Trumps neue Außenpolitik: Warum Lateinamerika im Fokus steht
Unter der Führung von Präsident Donald Trump vollzieht die USA eine Wende hin zu einer stärker interventionistischen Haltung – insbesondere in Lateinamerika. Historiker sehen darin eine Rückkehr zu älteren republikanischen Traditionen, die zugleich einen globalen Trend widerspiegeln. Experten zufolge könnten diese Politiken die internationalen Beziehungen in den kommenden Jahren neu prägen.

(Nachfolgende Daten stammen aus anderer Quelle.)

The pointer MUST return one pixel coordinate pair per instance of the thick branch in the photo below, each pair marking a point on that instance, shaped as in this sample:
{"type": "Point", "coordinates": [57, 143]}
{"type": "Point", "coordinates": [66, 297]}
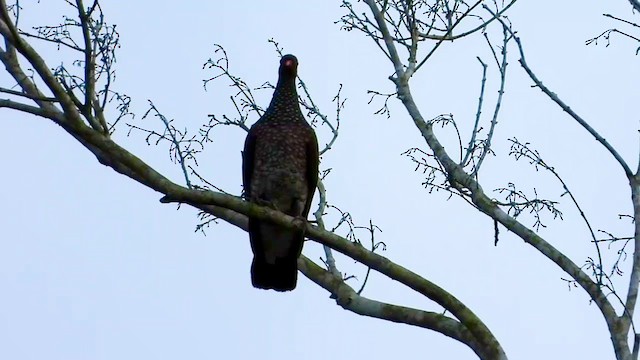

Frank Bösch, Professor für europäische Geschichte des 20. Jahrhunderts an der Universität Potsdam, weist darauf hin, dass Trumps Politik an die historische Fokussierung der Republikaner auf die westliche Hemisphäre anknüpft. Diese Tradition, ursprünglich im Isolationismus verwurzelt, geht nun mit einer entschlosseneren Außenpolitik einher. Die jüngste National Security Strategy der USA unterstreicht diese Ausrichtung und signalisiert eine stärkere Bereitschaft, Einflusszonen aggressiver zu verteidigen.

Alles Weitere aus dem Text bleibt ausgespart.